There's no doubt that testing times are ahead for the dairying sector. World prices for dairy products have continued to plunge, as a surge in global milk production has collided with softer demand. It's uncertain where prices will bottom out, or how long they will take to return to levels that are more sustainable over the long run. But it's looking increasingly likely that the farmgate milk price for this season will be below $4/kg, well below the breakeven price for many farmers.
A second consecutive season of very low returns to dairying will inevitably have an impact on the wider New Zealand economy. Household and investment spending in rural communities is likely to be cut back. In addition, challenging conditions in the rural sector will feed through to lower confidence in the economy more generally. This signals downside risk for businesses' investment and hiring decisions over the coming year.
Just as farmers need to adopt practices that help them to ride out the rough patches, it's important for the economy to have some resilience to the inevitable shocks from overseas.

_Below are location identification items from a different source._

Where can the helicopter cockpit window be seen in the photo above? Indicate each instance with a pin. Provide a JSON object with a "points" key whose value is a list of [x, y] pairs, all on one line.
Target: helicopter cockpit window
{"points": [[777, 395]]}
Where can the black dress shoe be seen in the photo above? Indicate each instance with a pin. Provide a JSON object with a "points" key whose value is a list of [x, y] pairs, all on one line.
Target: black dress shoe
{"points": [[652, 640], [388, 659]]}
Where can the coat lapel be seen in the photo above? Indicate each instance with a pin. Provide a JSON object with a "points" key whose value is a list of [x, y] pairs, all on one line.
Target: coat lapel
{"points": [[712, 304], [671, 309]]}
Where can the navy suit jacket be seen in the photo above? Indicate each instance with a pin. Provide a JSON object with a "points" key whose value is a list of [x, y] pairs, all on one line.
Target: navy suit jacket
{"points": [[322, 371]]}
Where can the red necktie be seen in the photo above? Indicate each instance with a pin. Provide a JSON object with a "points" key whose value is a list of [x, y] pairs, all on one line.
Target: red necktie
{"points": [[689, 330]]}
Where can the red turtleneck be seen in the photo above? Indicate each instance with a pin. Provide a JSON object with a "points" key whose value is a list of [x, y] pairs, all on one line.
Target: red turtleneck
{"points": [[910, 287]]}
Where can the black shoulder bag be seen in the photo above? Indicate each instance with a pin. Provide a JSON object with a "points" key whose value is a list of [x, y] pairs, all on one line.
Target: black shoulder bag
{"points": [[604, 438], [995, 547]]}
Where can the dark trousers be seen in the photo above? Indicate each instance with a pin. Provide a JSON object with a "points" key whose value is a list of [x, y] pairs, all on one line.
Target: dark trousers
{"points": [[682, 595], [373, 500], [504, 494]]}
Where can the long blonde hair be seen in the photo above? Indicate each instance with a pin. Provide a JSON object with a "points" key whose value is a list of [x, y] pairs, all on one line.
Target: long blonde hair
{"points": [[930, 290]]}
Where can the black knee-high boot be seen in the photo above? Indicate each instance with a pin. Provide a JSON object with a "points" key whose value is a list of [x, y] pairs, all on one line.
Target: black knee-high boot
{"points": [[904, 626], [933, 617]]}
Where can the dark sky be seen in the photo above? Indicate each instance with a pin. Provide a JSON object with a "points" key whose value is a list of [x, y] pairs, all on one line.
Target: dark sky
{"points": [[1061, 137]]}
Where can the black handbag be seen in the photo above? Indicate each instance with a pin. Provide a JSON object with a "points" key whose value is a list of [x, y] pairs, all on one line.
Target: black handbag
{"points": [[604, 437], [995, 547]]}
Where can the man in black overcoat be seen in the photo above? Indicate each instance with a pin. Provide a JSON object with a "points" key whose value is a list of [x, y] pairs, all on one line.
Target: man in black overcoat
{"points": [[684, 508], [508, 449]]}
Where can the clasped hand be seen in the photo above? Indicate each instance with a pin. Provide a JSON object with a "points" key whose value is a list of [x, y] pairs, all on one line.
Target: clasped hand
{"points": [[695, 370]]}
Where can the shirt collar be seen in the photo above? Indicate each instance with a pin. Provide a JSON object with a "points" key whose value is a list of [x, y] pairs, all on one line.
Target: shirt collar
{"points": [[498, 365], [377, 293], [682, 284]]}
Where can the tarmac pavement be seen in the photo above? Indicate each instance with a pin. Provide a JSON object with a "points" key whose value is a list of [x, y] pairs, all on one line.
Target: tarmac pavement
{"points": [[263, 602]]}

The single most important resilience mechanism for the New Zealand economy is the floating exchange rate. Admittedly, a floating currency will sometimes work to the detriment of exporters. But it proves its worth by adjusting lower during times of economic stress, effectively providing a safety valve for the economy. Anyone who doubts the importance of a floating currency need only read about the crisis in Greece, or of the miserable growth performance of many other countries within the single European currency.
That said -- and again using Greece as an example -- an ever-falling exchange rate is not a substitute for having good economic rules and institutions. New Zealand scores fairly well on this front. The central bank and government spending are constrained by legislation, making them more predictable and less vulnerable to short-term political gains. The banking system is well managed and capitalised, and has the support of large foreign owners. And New Zealand is able to borrow overseas in its own currency -- something that might seem obvious to us, but it's a privilege that is still denied to many developing countries.